About the Talk
This talk explores how the EU AI Act can be used to foster power-sensitive, inclusive AI design, despite not mandating stakeholder participation. I present the High-risk EU AI Act Toolkit (HEAT)—an ethical AI framework co-developed by the University of Cambridge and Ammagamma (now part of Accenture)—which adopts a pro-justice, feminist-informed approach to stakeholder engagement.
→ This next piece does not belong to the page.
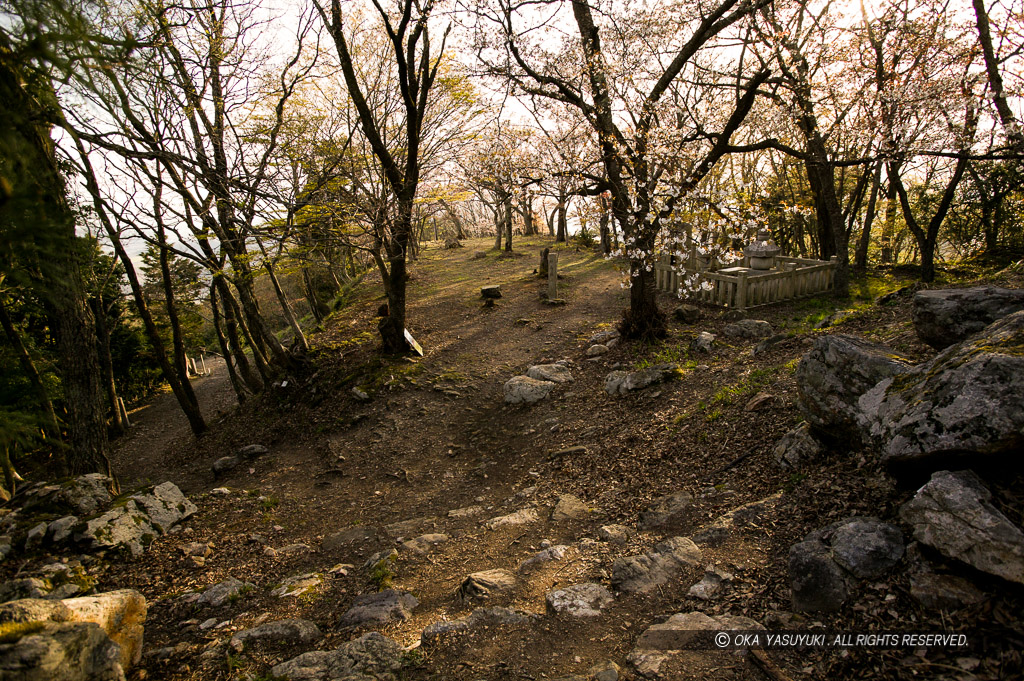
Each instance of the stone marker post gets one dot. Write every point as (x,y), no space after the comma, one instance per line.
(552,275)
Drawing on his research on AI ethics toolkits and experience teaching participatory design, demonstrates how HEAT guides teams in identifying and meaningfully engaging both direct and indirect stakeholders, with a focus on marginalised and minoritised groups. The toolkit addresses risks of tokenism by advocating for stakeholder compensation, influence, and agency throughout the design process. He argues that protecting fundamental rights like human dignity requires engagement that goes beyond consultation—empowering stakeholders to shape both the process and the product of AI development.
About the Speaker

Dr Tomasz Hollanek is a Research Fellow at the Leverhulme Centre for the Future of Intelligence (LCFI) and an Affiliated Lecturer in the Department of Computer Science and Technology at the University of Cambridge, working at the intersection of AI ethics and critical design. His ongoing research explores the possibility of applying critical design methods – prioritising the goals of social justice and environmental sustainability – in the governance, development, and deployment of AI systems. This includes work on the ethics of human-AI interaction design (in particular, the design of companion chatbots and griefbots) and the In-depth EU AI Act Toolkit, helping developers translate the requirements of the European Union’s AI Act into design practice.
Previously, Tomasz was a Vice-Chancellor’s PhD Scholar at Cambridge and a Visiting Research Fellow at the École Normale Supérieure in Paris. He has contributed to numerous research projects, including the Global AI Narratives Project at LCFI and the Ethics of Digitalization research program at the Berkman Klein Center for Internet and Society at Harvard.